Example 2. Immunostaining of skin inflammatory cells (macrophages) of epidermal apelin-expressing mice As described above, the auricular skin of apelin TG mice irradiated with ultraviolet rays was sliced and frozen sections were prepared. The prepared tissue specimen was fixed with acetone, and stained with a rat anti-CD11b antibody (BD Biosciences, Pharmingen, San Diego, Calif.) As a primary antibody. As the secondary antibody, Alexa Fluor488 rabbit anti-rat antibody (Molecular Probes, Eugene, OR) was used. As a control, WT similarly irradiated with ultraviolet rays, WT not irradiated with ultraviolet rays, and tissue sections prepared from auricular skin of apelin TG mice were used. After staining, inflammatory cells were detected using a fluorescence microscope.

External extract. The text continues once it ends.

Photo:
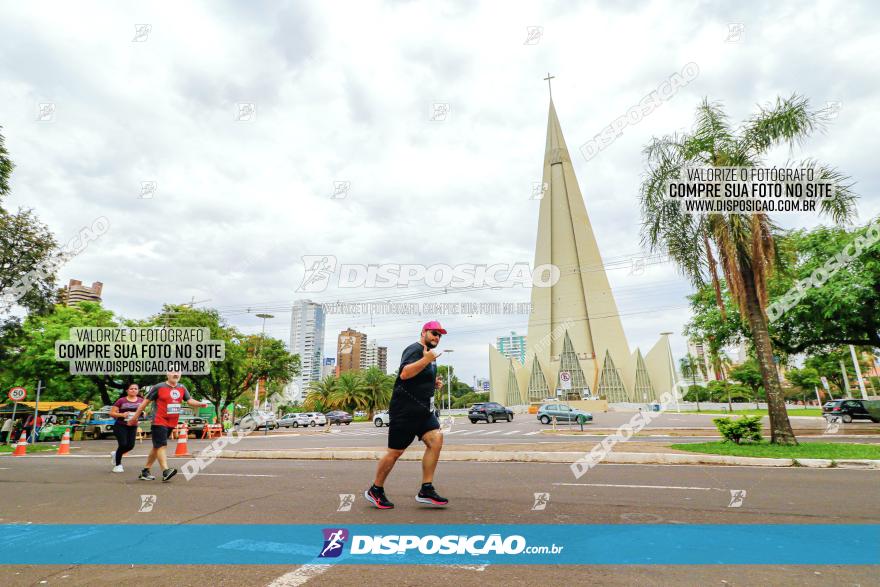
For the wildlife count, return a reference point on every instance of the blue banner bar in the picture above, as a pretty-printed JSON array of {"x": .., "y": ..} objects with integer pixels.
[{"x": 520, "y": 544}]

As a result, in WT mice, macrophages were increased by UVB irradiation, but in TG mice, macrophages were not increased by UVB irradiation (FIG. 3). This revealed that apelin has a skin inflammation inhibitory effect.

Claims (3)

  An anti-inflammatory agent containing apelin for preventing or treating skin inflammation.   An anti-inflammatory agent comprising a vector comprising a gene encoding apelin for preventing or treating skin inflammation.   The anti-inflammatory agent according to claim 1 or 2, wherein the skin inflammation is an inflammation caused by ultraviolet irradiation.